Forms of RP and related diseases include Usher syndrome, Leber’s congenital amaurosis, rod-cone disease, Bardet-Biedl syndrome, and Refsum disease, among others.
Symptoms
Symptoms depend on whether rods or cones are initially involved. In most forms of RP, rods are affected first. Because rods are concentrated in the outer portions of the retina and are triggered by dim light, their degeneration affects peripheral and night vision. When the more centrally located cones, which responsible for color and sharp central vision, become involved, the loss is in color perception and central vision.
Night blindness is one of the earliest and most frequent symptoms of RP. People with mainly cone degeneration, however, first experience decreased central vision and ability to discriminate color.

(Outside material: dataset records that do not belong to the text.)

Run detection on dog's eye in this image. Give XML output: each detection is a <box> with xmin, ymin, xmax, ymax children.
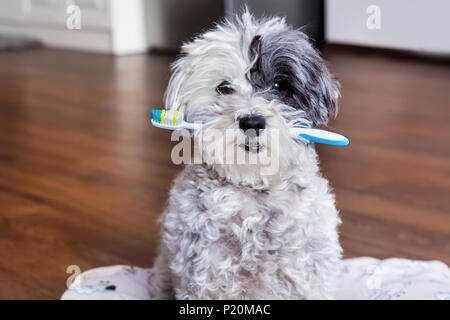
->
<box><xmin>273</xmin><ymin>78</ymin><xmax>289</xmax><ymax>91</ymax></box>
<box><xmin>216</xmin><ymin>81</ymin><xmax>234</xmax><ymax>94</ymax></box>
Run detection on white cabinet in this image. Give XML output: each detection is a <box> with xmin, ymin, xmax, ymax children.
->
<box><xmin>0</xmin><ymin>0</ymin><xmax>148</xmax><ymax>55</ymax></box>
<box><xmin>325</xmin><ymin>0</ymin><xmax>450</xmax><ymax>55</ymax></box>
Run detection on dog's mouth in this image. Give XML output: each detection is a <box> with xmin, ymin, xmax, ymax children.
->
<box><xmin>240</xmin><ymin>142</ymin><xmax>263</xmax><ymax>153</ymax></box>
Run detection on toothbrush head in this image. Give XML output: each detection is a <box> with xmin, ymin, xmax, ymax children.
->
<box><xmin>152</xmin><ymin>109</ymin><xmax>186</xmax><ymax>130</ymax></box>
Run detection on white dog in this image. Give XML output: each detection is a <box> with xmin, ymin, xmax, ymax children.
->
<box><xmin>149</xmin><ymin>11</ymin><xmax>342</xmax><ymax>299</ymax></box>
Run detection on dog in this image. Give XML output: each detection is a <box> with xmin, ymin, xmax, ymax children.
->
<box><xmin>149</xmin><ymin>10</ymin><xmax>342</xmax><ymax>299</ymax></box>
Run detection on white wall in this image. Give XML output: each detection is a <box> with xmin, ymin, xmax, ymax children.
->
<box><xmin>325</xmin><ymin>0</ymin><xmax>450</xmax><ymax>55</ymax></box>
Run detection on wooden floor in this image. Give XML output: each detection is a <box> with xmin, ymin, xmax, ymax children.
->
<box><xmin>0</xmin><ymin>48</ymin><xmax>450</xmax><ymax>299</ymax></box>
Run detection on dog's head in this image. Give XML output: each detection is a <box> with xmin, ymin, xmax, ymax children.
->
<box><xmin>166</xmin><ymin>12</ymin><xmax>339</xmax><ymax>184</ymax></box>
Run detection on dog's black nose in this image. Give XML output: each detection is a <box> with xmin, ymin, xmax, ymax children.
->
<box><xmin>239</xmin><ymin>115</ymin><xmax>266</xmax><ymax>136</ymax></box>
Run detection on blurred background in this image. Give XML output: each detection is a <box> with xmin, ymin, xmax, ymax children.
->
<box><xmin>0</xmin><ymin>0</ymin><xmax>450</xmax><ymax>299</ymax></box>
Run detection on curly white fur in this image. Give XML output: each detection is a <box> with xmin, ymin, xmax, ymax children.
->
<box><xmin>150</xmin><ymin>12</ymin><xmax>341</xmax><ymax>299</ymax></box>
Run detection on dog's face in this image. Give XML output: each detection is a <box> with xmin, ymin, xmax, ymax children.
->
<box><xmin>166</xmin><ymin>12</ymin><xmax>339</xmax><ymax>183</ymax></box>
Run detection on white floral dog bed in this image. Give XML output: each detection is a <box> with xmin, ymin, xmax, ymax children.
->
<box><xmin>62</xmin><ymin>257</ymin><xmax>450</xmax><ymax>300</ymax></box>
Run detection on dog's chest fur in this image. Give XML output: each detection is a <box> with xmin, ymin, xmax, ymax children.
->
<box><xmin>163</xmin><ymin>166</ymin><xmax>339</xmax><ymax>298</ymax></box>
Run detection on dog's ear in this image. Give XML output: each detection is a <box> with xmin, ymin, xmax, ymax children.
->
<box><xmin>164</xmin><ymin>56</ymin><xmax>189</xmax><ymax>110</ymax></box>
<box><xmin>305</xmin><ymin>49</ymin><xmax>340</xmax><ymax>125</ymax></box>
<box><xmin>294</xmin><ymin>30</ymin><xmax>340</xmax><ymax>126</ymax></box>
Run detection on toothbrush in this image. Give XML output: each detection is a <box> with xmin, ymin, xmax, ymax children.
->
<box><xmin>152</xmin><ymin>109</ymin><xmax>350</xmax><ymax>146</ymax></box>
<box><xmin>290</xmin><ymin>128</ymin><xmax>350</xmax><ymax>147</ymax></box>
<box><xmin>152</xmin><ymin>109</ymin><xmax>196</xmax><ymax>130</ymax></box>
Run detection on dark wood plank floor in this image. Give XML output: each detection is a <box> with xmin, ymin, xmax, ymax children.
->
<box><xmin>0</xmin><ymin>48</ymin><xmax>450</xmax><ymax>299</ymax></box>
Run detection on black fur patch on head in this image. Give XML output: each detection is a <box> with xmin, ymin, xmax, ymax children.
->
<box><xmin>247</xmin><ymin>29</ymin><xmax>339</xmax><ymax>126</ymax></box>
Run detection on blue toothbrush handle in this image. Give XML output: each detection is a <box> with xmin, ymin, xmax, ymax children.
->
<box><xmin>292</xmin><ymin>128</ymin><xmax>350</xmax><ymax>146</ymax></box>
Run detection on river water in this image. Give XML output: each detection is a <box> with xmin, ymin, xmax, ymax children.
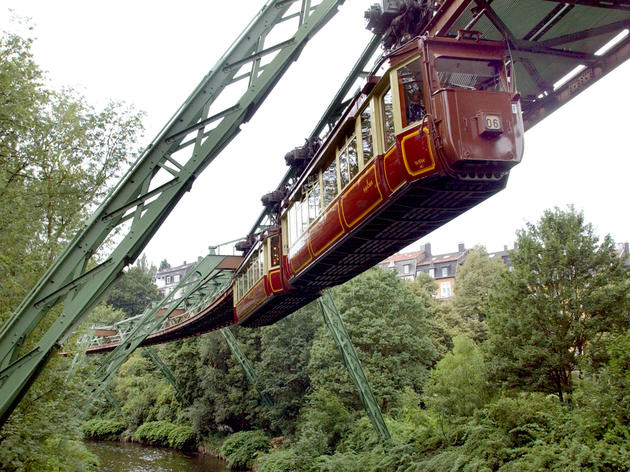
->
<box><xmin>85</xmin><ymin>441</ymin><xmax>228</xmax><ymax>472</ymax></box>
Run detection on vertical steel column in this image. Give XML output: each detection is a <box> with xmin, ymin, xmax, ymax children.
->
<box><xmin>221</xmin><ymin>328</ymin><xmax>273</xmax><ymax>408</ymax></box>
<box><xmin>103</xmin><ymin>388</ymin><xmax>123</xmax><ymax>416</ymax></box>
<box><xmin>0</xmin><ymin>0</ymin><xmax>343</xmax><ymax>425</ymax></box>
<box><xmin>318</xmin><ymin>290</ymin><xmax>392</xmax><ymax>441</ymax></box>
<box><xmin>144</xmin><ymin>346</ymin><xmax>183</xmax><ymax>399</ymax></box>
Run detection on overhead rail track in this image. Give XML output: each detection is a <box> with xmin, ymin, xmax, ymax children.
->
<box><xmin>0</xmin><ymin>0</ymin><xmax>343</xmax><ymax>424</ymax></box>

RP is typically diagnosed in adolescents and young adults. It is a progressive disorder. The rate of progression and degree of visual loss varies from person to person. Most people with RP are legally blind by age 40, with a central visual field of less than 20 degrees in diameter. It is a genetic disorder and, therefore, is almost always inherited.
How is RP inherited?
An estimated 100,000 people in the U.S. have RP, mainly caused by mutated genes inherited from one or both parents. Mutated genes give the wrong instructions to photoreceptor cells, telling them to make an incorrect protein, or too little or too much protein. (Cells need the proper amount of particular proteins in order to function properly.) Many different gene mutations exist in RP. In Usher syndrome, for example, at least 14 disease-causing genes have been identified.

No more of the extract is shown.